In their media releases, both the government and the ACTU contemptuously insisted that workers were better off than they had been under the previous Liberal-National Coalition government. According to Chalmers and Watt:

“This is the strongest rate of real wage growth in four years. In stark contrast, real wages were going backwards by 3.4 percent, and went backwards in the five quarters leading up to the last election.”

The truth is that the data shows that the Albanese government and the union leaders have deepened the decades-long attack on working-class living standards. Chalmers and Watt nervously admitted “we know that people are still under pressure.”

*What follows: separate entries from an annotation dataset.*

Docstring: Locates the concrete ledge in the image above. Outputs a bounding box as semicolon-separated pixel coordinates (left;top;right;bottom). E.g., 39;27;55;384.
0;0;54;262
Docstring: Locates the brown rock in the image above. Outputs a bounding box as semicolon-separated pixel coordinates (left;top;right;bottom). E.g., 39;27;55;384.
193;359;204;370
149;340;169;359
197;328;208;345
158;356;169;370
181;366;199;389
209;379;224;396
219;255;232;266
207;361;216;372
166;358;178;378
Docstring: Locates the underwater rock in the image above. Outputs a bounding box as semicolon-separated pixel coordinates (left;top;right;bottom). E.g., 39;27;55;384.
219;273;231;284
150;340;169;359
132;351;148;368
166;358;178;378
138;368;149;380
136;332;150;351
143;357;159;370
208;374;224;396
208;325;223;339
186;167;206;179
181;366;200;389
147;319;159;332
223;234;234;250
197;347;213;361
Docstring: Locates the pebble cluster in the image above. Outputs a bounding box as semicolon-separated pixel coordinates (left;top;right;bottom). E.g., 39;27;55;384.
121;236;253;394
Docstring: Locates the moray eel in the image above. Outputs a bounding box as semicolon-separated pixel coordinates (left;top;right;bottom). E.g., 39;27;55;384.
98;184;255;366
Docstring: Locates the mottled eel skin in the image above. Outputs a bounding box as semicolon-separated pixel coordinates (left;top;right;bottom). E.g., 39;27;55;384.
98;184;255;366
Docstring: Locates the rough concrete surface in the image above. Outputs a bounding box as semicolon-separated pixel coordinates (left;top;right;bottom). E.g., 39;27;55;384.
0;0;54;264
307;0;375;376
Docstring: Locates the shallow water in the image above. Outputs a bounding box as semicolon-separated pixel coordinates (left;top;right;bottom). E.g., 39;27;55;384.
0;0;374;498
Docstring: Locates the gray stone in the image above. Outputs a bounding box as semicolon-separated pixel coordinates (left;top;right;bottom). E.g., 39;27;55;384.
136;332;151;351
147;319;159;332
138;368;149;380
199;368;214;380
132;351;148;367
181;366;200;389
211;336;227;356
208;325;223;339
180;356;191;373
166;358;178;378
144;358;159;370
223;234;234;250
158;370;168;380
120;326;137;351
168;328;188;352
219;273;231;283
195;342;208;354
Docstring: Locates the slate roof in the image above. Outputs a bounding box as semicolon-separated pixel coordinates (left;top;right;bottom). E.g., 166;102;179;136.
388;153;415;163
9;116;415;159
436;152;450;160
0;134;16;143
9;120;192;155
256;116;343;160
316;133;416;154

They said that was why the government was rolling out “responsible” cost of living relief. They said this consisted of “a tax cut for every taxpayer, energy bill relief for every household, cheaper medicines, cheaper childcare and cutting student debt.”

These measures—“responsible” in the eyes of the financial markets—are completely inadequate to offset the soaring cost of living for working-class families. Most of the benefit is going to households in higher income tax brackets.

The acute social crisis is intensifying the implosion of popular support for the Labor government, which barely scraped into office in 2022 with 32.5 percent of the vote nationally.

This is compounded by Labor’s escalating military spending and its support for US militarism, from its arming of the Israeli barbarism in Gaza, Lebanon and across the Middle East, to the war against Russia in Ukraine and the AUKUS pact plans for war against China.

This program of war and austerity, policed by the trade union bureaucrats, demonstrates the necessity for the building of rank-and-file committees, independent of the unions, in which workers can democratically discuss and organise against the government-corporate assault, and link up with their fellow workers worldwide who face the same offensive.

Workers need to draw conclusions from their experiences. They are in a political fight against the Labor government, the union bureaucracy and the capitalist profit system itself, which is a dictatorship of the banks and the billionaires.

This means that the only alternative is a socialist program aimed at establishing a workers’ government that would place the banks and major corporations under public ownership and democratic workers’ control, and halt the plunge into another catastrophic world war.